For more details about the data model and required files, please read [Data Model article](article:3) and [Required Files article](article:5).

 **Goals:** 
- Establish an efficient RWD data pipeline generalizable to all OMOP databases, allowing the RWE team to build up a centralized cohort repository iteratively 
- A cohort dashboard providing descriptive statistics and clinical characteristics for a given patient cohort to facilitate communication for query auditing
- The centralized cohort repository and clinical covariate tables to support clinical researchers, statisticians, or data scientists conducting independent projects for advanced analytics and clinical modeling. 


### Insights
 **Install the Solution with Project Setup:** 
 1. Establish the RWD Pipeline: connect to the OMOP database and build the pipeline
 2. Build the cohort repository iteratively: upload cohort SQL scripts and metadata, then store the query results in batches
 3. Select a cohort for review: create a cohort dashboard to facilitate cohort review and communication
Please review [Walkthrough](article:4) for setup details. 

**Cohort Dashboard**
The dashboard visualizes the descriptive statistics and critical clinical characteristics to facilitate the cohort review process.

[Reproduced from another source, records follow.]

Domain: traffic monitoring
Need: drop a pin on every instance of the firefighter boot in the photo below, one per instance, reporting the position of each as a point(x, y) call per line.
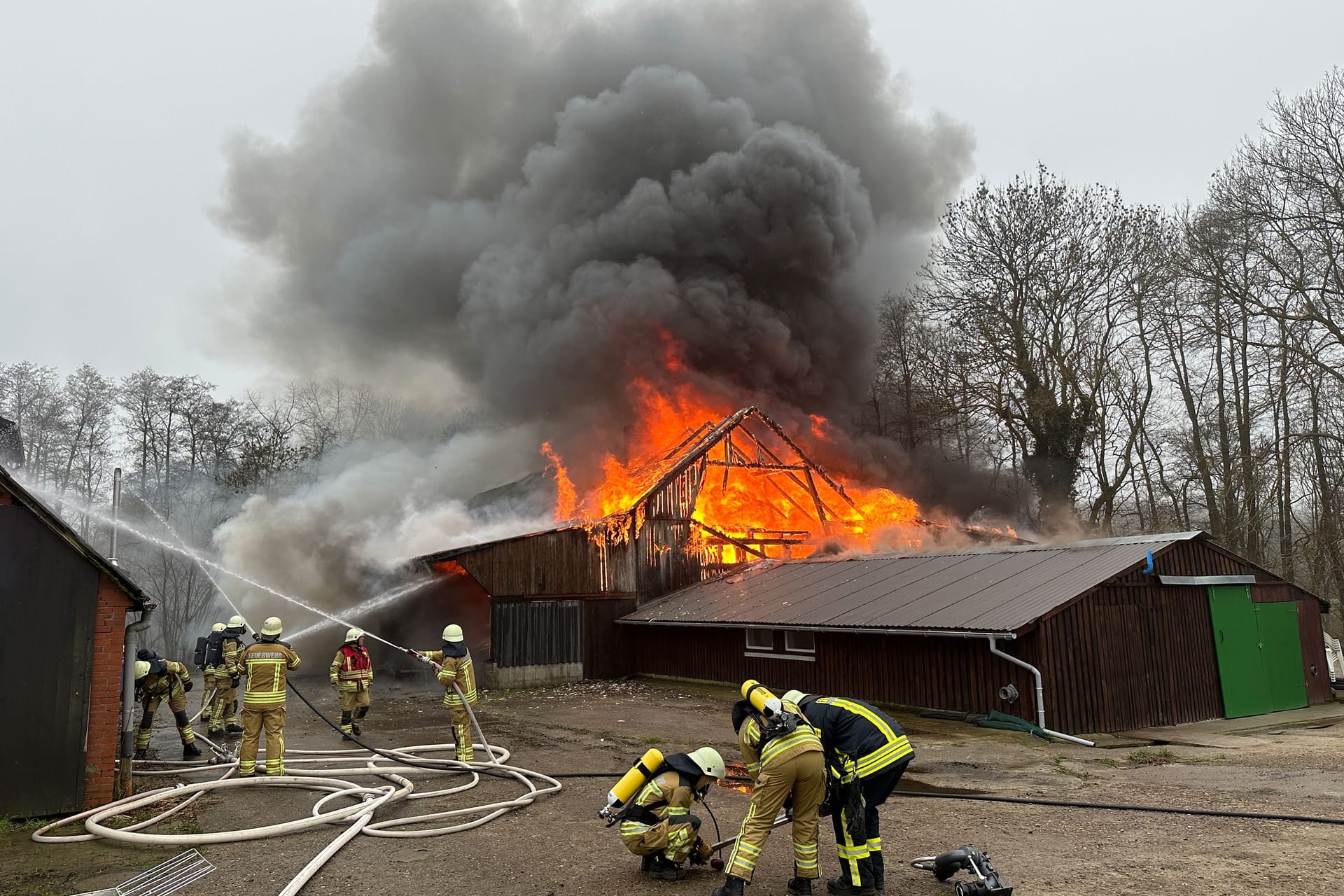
point(664, 869)
point(732, 887)
point(800, 886)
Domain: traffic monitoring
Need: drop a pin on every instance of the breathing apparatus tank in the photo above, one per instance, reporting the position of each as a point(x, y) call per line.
point(761, 699)
point(629, 785)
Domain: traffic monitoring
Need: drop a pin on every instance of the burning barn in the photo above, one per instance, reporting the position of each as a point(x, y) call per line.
point(708, 500)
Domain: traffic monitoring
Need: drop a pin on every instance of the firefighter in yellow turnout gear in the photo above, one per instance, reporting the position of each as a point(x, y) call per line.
point(659, 825)
point(267, 665)
point(159, 679)
point(869, 752)
point(784, 758)
point(353, 675)
point(454, 663)
point(223, 708)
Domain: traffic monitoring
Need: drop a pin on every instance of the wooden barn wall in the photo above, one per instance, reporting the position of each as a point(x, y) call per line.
point(1130, 657)
point(940, 673)
point(562, 564)
point(606, 650)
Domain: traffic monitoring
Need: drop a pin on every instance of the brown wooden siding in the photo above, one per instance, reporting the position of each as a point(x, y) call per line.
point(944, 673)
point(606, 653)
point(1130, 657)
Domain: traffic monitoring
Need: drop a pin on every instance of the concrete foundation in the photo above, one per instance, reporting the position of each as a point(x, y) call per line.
point(555, 673)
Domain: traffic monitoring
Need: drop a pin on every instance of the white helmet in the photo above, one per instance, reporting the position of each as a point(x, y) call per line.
point(708, 761)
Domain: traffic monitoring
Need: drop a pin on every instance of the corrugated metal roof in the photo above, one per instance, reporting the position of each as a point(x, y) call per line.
point(983, 590)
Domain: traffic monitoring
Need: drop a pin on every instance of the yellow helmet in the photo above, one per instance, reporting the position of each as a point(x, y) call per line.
point(708, 761)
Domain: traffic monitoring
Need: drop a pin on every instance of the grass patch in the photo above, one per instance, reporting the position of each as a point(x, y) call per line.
point(1161, 757)
point(1065, 770)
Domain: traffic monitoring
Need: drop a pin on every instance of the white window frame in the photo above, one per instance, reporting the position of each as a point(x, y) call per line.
point(760, 648)
point(790, 634)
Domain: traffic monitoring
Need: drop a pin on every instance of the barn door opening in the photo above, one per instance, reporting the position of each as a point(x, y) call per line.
point(1260, 656)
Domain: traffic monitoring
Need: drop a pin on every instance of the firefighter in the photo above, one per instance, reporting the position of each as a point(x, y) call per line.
point(155, 680)
point(454, 663)
point(353, 675)
point(227, 678)
point(869, 752)
point(787, 764)
point(210, 681)
point(659, 825)
point(267, 665)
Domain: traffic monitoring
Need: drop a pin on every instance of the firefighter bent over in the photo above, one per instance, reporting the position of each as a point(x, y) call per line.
point(353, 675)
point(787, 764)
point(456, 669)
point(869, 752)
point(158, 679)
point(659, 827)
point(267, 665)
point(223, 708)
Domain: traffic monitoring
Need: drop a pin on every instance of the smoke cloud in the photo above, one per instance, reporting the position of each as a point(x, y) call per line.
point(539, 197)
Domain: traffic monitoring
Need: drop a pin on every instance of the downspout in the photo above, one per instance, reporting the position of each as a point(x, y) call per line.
point(1041, 694)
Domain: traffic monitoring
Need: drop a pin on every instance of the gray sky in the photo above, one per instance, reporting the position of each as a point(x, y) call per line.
point(112, 117)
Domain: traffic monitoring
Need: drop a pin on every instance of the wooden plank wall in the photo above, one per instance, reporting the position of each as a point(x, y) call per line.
point(941, 673)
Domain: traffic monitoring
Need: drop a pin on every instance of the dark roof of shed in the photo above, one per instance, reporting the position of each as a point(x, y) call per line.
point(70, 536)
point(981, 590)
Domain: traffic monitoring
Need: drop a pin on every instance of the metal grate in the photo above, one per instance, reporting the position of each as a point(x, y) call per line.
point(172, 876)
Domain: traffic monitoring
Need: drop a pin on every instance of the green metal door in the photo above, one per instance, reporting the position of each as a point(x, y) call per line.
point(1237, 640)
point(1281, 653)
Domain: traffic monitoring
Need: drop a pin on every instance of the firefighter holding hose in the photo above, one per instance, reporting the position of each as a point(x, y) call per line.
point(869, 752)
point(159, 679)
point(353, 675)
point(454, 663)
point(784, 758)
point(267, 665)
point(659, 827)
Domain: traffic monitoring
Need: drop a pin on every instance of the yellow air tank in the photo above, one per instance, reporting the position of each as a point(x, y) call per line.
point(761, 699)
point(631, 782)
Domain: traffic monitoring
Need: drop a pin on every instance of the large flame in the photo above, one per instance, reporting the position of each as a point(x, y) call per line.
point(774, 511)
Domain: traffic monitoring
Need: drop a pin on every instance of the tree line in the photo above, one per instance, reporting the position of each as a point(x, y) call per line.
point(1136, 368)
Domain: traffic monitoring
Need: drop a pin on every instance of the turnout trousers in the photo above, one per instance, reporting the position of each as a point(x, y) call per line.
point(860, 862)
point(354, 707)
point(178, 703)
point(272, 719)
point(803, 777)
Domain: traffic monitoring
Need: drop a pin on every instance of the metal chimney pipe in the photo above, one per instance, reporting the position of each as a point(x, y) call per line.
point(116, 514)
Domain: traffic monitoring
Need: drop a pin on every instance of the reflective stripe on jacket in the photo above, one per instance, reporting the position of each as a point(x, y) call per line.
point(351, 669)
point(267, 664)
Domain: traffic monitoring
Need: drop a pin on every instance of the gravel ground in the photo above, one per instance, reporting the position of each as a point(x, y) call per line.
point(558, 848)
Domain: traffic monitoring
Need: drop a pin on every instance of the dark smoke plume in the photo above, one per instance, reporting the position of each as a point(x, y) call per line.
point(540, 198)
point(537, 195)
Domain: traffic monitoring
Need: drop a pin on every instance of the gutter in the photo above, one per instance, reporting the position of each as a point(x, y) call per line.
point(992, 637)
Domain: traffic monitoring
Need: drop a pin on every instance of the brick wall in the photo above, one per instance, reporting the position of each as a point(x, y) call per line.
point(105, 694)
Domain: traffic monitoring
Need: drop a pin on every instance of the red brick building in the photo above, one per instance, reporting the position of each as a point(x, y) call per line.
point(64, 610)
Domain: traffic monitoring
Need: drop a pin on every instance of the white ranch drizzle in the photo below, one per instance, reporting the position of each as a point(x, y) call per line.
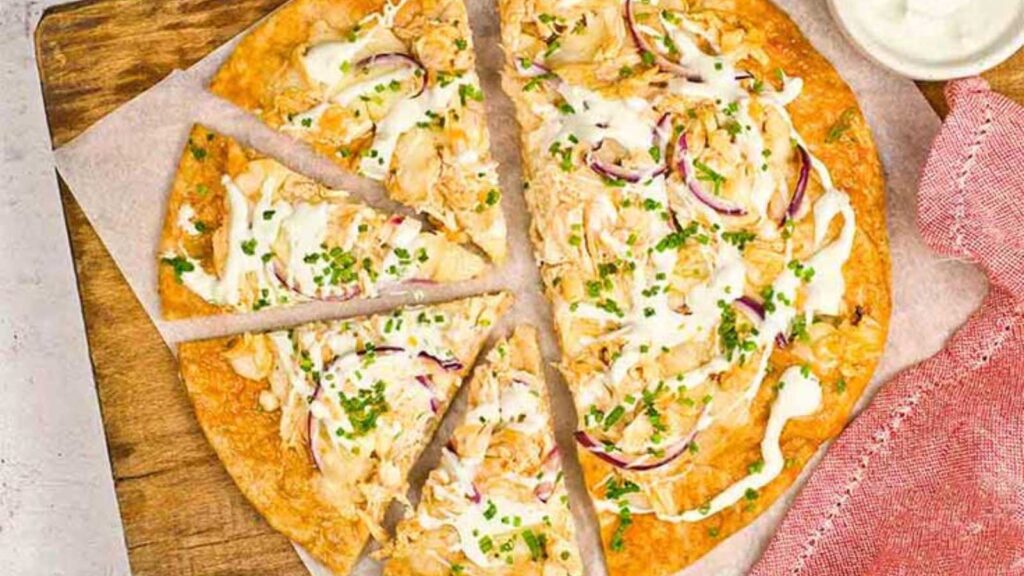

It helps the clinical research team to examine whether the query captures the intended population. 
 ![dashboard-prevalence.png](Og7GVyxI7IZ0)
 ![dashboard-incidence.png](E88grsNkU0cV)
 ![cohort_demographics.png](d2E1nUznCZAe)
 ![dashboard-conditions.png](qEM7nSN4WAtM)
 ![dashboard-drugs.png](rA5Gsoqflzjj)
 ![dashboard-visits.png](50gXryX7ROOB)


### Business Impact
By implementing Dataiku's RWD Cohort Discovery Solution, the RWE team can:
- Establish an RWD pipeline compatible with OMOP databases and cohort SQL queries confirming OMOP conventions. Adopting the industry standard makes it easy to install and reproduce the query results on external OMOP databases. 
- Build a centralized cohort repository to facilitate cohort SQL script management and to support future analysis. 
- Generate a cohort dashboard to help with the query audition process between clinical experts and the analytic team. 

### Conclusion
With Dataiku's RWD Cohort Discovery Solution, the RWE team has transformed its RWD data pipeline and research query management. The RWD pipeline and cohort repository allow the research and analytic teams to share and reuse cohort queries, which encourages study generalizability and reproducibility. Finally, the cohort dashboard has greatly reduced the time for the teams to review cohort queries.